DESIGN

Alessandro Mendini’s Final Design

The late Italian architect’s last completed work, a multicolor trophy-shape cabinet for BD Barcelona, toasts the staying power of postmodern irreverence.

Cristallo by Alessandro Mendini for BD Barcelona.

Radical Italian designer Alessandro Mendini’s six-decade career abounded with influential works. His thronelike Proust armchair for Magis, which perhaps predicted the Postmodern design movement, has become one of the 20th century’s most groundbreaking chairs. Mendini’s architectural works share similar prestige—the Groningen Museum’s signature central golden tower instantly became emblematic of the Dutch city after its 1994 ribbon-cutting. Postmodernism expert Adam Nathaniel Furman describes Mendini as “a figure of staggering importance, and a beautiful mind who helped open up horizons that were once curtailed and reinject design and architecture with magic, self-awareness, and imagination.”

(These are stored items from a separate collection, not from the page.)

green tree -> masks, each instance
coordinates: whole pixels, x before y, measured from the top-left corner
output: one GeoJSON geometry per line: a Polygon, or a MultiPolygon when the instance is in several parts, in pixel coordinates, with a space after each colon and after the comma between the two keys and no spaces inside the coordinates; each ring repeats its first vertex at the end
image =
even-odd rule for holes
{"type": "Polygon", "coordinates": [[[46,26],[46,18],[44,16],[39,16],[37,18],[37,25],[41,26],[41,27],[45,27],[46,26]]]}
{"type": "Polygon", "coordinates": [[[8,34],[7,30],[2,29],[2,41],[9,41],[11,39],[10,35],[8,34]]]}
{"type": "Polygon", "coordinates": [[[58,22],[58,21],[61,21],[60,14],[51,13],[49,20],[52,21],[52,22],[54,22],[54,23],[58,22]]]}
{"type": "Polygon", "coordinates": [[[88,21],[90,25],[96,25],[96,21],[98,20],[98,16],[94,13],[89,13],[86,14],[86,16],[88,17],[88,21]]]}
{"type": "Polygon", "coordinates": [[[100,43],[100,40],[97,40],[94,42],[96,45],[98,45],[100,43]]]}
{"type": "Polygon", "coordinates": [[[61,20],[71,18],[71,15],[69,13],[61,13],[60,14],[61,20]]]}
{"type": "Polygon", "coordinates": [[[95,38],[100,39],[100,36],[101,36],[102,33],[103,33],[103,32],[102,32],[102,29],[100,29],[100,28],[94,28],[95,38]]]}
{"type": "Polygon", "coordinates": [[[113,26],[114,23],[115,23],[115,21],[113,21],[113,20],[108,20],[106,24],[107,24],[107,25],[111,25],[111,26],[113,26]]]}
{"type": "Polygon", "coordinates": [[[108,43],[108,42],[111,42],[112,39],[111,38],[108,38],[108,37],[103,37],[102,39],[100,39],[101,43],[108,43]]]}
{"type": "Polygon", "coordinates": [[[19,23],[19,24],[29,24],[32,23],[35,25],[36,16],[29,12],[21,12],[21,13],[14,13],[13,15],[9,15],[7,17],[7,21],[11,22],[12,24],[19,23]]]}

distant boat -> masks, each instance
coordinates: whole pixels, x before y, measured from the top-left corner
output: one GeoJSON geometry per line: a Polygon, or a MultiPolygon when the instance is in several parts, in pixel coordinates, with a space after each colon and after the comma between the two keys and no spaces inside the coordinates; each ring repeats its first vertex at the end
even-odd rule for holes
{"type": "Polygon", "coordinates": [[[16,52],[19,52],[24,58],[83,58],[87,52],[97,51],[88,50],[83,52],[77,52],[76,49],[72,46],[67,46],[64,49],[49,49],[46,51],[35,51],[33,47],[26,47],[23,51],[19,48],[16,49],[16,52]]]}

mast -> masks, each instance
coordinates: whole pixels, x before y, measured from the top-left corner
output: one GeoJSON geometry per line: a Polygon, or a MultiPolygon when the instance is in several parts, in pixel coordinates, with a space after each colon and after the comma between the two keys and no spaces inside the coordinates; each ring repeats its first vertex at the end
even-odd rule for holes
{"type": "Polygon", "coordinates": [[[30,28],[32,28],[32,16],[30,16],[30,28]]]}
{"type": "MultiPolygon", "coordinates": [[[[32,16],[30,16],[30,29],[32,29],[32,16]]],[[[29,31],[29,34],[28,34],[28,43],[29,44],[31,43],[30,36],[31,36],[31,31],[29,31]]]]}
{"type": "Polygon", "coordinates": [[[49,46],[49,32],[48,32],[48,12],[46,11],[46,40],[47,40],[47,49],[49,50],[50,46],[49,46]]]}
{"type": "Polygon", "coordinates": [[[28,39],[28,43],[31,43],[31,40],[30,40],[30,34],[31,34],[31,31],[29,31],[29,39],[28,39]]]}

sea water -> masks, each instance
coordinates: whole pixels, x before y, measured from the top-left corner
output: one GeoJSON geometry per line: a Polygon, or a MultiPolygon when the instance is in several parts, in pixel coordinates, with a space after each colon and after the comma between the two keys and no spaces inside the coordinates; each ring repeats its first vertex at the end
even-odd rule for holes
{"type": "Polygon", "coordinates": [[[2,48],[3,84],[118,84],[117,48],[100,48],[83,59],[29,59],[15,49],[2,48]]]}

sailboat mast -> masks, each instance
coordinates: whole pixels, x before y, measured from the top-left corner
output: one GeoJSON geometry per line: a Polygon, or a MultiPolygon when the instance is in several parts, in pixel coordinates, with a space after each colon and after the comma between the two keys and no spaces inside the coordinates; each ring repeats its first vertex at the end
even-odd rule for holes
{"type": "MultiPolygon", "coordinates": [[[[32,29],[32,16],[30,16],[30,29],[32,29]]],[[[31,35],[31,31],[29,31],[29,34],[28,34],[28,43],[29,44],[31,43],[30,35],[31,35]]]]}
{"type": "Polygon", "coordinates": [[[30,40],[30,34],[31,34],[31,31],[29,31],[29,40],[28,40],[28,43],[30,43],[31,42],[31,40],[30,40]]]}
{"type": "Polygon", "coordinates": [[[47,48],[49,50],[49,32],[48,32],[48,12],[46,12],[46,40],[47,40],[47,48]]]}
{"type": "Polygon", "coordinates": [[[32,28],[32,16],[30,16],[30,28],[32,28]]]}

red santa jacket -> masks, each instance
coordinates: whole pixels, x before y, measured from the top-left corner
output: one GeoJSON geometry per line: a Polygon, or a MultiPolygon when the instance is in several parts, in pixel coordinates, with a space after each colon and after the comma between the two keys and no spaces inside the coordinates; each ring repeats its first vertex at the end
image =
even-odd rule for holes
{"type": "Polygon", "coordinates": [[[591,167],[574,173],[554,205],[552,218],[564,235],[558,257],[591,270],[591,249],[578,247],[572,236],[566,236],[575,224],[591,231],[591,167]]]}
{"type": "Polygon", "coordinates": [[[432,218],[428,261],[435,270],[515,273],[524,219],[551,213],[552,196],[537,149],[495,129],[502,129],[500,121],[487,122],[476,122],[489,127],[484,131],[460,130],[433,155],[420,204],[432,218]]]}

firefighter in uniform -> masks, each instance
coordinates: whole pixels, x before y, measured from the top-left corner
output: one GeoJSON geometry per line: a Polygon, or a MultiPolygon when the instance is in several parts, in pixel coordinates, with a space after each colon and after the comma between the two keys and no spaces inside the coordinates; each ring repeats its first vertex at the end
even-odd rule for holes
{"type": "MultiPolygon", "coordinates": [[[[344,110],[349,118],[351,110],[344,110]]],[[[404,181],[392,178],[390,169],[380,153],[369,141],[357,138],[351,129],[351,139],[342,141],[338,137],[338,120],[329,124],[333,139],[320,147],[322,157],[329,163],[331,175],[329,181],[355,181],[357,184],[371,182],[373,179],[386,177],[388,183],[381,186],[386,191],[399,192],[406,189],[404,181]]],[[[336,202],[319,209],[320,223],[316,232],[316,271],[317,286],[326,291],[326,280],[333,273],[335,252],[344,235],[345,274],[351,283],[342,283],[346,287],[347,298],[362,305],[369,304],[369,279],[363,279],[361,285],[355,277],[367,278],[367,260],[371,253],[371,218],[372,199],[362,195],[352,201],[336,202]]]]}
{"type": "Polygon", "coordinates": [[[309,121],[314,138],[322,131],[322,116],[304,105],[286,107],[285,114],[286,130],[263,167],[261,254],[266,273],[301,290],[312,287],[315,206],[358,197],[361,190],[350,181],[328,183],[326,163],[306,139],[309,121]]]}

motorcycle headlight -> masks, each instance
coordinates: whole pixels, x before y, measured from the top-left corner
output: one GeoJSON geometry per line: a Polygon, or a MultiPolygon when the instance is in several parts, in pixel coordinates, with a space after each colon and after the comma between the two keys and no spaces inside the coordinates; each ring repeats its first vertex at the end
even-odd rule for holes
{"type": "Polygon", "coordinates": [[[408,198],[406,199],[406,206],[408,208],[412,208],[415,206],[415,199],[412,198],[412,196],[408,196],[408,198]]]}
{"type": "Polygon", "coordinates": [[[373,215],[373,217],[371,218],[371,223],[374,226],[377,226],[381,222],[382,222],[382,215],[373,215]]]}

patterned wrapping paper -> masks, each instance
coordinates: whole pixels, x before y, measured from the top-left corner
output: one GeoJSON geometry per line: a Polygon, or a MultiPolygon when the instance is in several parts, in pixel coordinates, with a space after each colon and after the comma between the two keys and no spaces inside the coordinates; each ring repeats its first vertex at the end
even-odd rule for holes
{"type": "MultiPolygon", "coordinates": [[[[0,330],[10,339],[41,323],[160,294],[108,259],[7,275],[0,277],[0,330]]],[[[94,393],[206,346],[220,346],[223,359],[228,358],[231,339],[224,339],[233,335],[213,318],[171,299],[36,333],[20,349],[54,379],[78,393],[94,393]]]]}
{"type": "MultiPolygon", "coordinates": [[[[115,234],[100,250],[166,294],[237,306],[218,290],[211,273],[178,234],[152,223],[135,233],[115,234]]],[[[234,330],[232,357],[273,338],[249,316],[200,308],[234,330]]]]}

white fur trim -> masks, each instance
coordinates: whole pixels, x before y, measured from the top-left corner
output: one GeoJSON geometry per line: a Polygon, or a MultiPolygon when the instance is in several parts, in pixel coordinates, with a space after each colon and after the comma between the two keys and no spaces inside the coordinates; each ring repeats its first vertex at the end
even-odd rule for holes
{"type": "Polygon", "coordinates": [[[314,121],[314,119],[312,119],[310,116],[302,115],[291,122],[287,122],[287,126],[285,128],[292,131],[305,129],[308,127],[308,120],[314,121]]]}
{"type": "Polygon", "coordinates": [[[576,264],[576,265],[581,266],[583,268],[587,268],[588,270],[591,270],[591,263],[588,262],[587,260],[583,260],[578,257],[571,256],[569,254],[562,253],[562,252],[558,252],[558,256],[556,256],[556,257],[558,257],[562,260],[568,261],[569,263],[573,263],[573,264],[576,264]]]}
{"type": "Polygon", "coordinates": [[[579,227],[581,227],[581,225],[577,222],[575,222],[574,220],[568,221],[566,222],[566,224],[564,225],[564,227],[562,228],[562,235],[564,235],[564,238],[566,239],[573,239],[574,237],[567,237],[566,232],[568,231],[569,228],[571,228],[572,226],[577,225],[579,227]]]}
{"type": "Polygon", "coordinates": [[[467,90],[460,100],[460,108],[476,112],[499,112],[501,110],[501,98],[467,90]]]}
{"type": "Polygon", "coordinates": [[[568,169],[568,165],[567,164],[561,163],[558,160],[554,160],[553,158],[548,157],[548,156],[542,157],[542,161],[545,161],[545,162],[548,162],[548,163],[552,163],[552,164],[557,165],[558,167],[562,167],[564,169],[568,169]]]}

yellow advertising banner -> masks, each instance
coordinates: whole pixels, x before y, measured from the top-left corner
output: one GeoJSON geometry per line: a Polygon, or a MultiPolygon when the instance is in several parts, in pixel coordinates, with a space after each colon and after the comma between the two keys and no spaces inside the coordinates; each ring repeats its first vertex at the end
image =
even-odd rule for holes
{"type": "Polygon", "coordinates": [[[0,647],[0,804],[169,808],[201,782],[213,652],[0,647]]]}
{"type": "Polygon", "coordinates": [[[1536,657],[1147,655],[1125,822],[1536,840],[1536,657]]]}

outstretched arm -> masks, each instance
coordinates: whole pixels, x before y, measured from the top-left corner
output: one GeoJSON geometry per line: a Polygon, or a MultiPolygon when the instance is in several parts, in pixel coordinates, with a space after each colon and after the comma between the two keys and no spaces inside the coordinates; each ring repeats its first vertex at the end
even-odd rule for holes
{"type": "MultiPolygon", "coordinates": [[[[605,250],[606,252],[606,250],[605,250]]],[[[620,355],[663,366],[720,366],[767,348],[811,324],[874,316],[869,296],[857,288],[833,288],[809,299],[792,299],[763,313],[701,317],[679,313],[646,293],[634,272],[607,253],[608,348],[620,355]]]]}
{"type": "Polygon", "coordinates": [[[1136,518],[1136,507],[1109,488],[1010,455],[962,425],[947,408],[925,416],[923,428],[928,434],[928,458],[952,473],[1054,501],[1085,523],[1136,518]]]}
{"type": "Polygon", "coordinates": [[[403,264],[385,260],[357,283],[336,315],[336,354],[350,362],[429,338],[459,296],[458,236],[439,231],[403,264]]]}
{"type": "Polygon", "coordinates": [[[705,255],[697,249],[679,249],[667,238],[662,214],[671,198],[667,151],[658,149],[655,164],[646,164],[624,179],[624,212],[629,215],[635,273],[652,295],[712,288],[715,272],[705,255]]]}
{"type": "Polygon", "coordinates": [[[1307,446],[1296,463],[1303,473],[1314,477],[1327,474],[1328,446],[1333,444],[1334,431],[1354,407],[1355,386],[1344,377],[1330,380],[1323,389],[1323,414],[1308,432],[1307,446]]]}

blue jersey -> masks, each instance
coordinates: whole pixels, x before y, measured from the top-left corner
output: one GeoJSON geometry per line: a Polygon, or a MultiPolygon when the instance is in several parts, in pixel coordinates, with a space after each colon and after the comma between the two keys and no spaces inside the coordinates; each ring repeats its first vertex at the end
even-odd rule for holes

Mendini’s legacy lives on thanks to BD Barcelona Design, which recently unveiled the visionary’s final design before his death, this past February. Called Cristallo, the limited-edition trophy-shape cabinet embodies the idea of form following function. An intricate white trophy with geometric detailing is emblazoned across the cabinet’s sycamore-veneered front, which opens to compartments outfitted with shelving. Glossy reds, blues, and greens, which nod to Postmodern irreverence, define the piece’s side and back surfaces.

Cristallo by Alessandro Mendini for BD Barcelona.

BD Barcelona Design views the commission as a thank-you for their ongoing collaborations with Mendini, which originated in with a rug collection in the 1980s. “[Cristallo] is a celebration,” the brand says. “History wanted it to be Mendini’s last design done throughout his long and rich professional career. Let’s drink to him.”